I’m going to be talking about some ideas to do that .. and during that point out some of the constraints imposed by 3D printing and fat fingers.
|The Caboose 202S|
We want to throw the lever on a ground throw .. and have it move the points on a switch. This requires that the operating lever be strong enough to to this without being oversize.
The Caboose HO 202S Groud Throw shown to the left has a handle that has a shaft that measures approximately 0.045″ x 0.085″. Scaled to full-size this would be 2.16″ x 4.08″. The ground throw is made from Delrin – a stiff, strong acetal plastic.

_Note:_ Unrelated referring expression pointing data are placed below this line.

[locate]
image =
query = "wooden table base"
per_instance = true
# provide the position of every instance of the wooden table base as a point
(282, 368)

|When trying to come up with something like this that will be 3D printed you have to always keep the constraints imposed on you by the material being used. I want to use WS&F (White Strong & Flexible) for this project (referenced in the link). This is a fairly strong material, a laser sintered Nylon. This creates a material that is similar in some respects to a Delrin plastic. Not the surface .. Derlin is smooth and WSF is rough .. but a similar .. ummm .. ‘toughness’ I suppose. I use it for the Harp body and seems it could also be used for the pivot.|
My thought was that a length of music wire would work – at least mechanically – for an operating handle being stiff and strong .. and readily available in various diameters.

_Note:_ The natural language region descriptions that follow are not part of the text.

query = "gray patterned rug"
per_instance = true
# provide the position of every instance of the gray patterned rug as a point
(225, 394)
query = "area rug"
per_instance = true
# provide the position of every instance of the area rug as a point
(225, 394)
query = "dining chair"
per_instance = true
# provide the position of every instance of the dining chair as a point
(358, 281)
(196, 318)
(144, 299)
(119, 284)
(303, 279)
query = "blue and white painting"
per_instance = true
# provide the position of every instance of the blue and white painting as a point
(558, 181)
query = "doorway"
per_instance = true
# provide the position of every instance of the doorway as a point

The question was .. how to add a pivot point to that music wire? It seems reasonable that if I could print a small shaft that the music wire would slide into, it could be made to pivot between the Harp sides.
If you look at the drawing to the left, the little swivel isn’t just made up ‘out of the air’ but the smallest I could keeping within those constraints I mentioned earlier. The body has a 0.7mm wall thickness .. then a hole .. then another 0.7mm wall. The hole . 0.3mm is about as small as I think would print with any chance of not closing. I wanted something that would act as a guide-hole for a drill. The little studs of course would fit into the pockets in each harp body side.
The shoulders of that 0.040″ dia stud that fits into the pockets .. it is only 0.65mm/0.026″ long. Will a stud/pin 0.040 x 0.025 ” be strong enough? Donno. I suspect that most of the stress would be on the handle/lever through the connecting rod with very little on the swivel itself. If though it was stressed it might be a good reason to go to a handle made from brass with a brass pin.
Looking back at the top of the stand we can see that there is a gap 0.8mm/0.032″ wide.
The question then is .. how big a wire could be used? Obviously .. maximum dia would be that 0.8mm/0.032″ .. in O scale that would scale up to about 1-1/2″ .. but looks aside .. the swivel is 1.7mm/0.067″ wide. A wire of a size just mentioned would leave a wall thickness after drilling out the swivel .. 0.45mm/0.018″ .. which would PROBABLY work. Using just a slight smaller music wire such as K&N #500 which is .025″ dia would give a wall thickness of about 0.021″. That 0.025″ music wire would scale up to 1.2″ full-size.
Of course .. all this is fine and dandy .. but ASSUMING this would work .. how do you set the parts up to be printed? There is a minimum size of individual parts based on the size of human fingers .. the parts have to be picked out of the powder, handled etc.
If I were to do this .. ok .. this is how I would do it. These little swivels would have to be attached to a sprue to print .. much like you get with a plastic model. Shapeways sees things like a sprue as an ‘unsupported wire’.
Something like this. The minimum size of an object is 5x5x5 mm .. this little arrayed swivels measure 9.32mm on the widest.
Point of this is simply to explain some of the design considerations when trying to manipulate stuff to be printed. You can have an idea .. but you gotta push back against the constraints.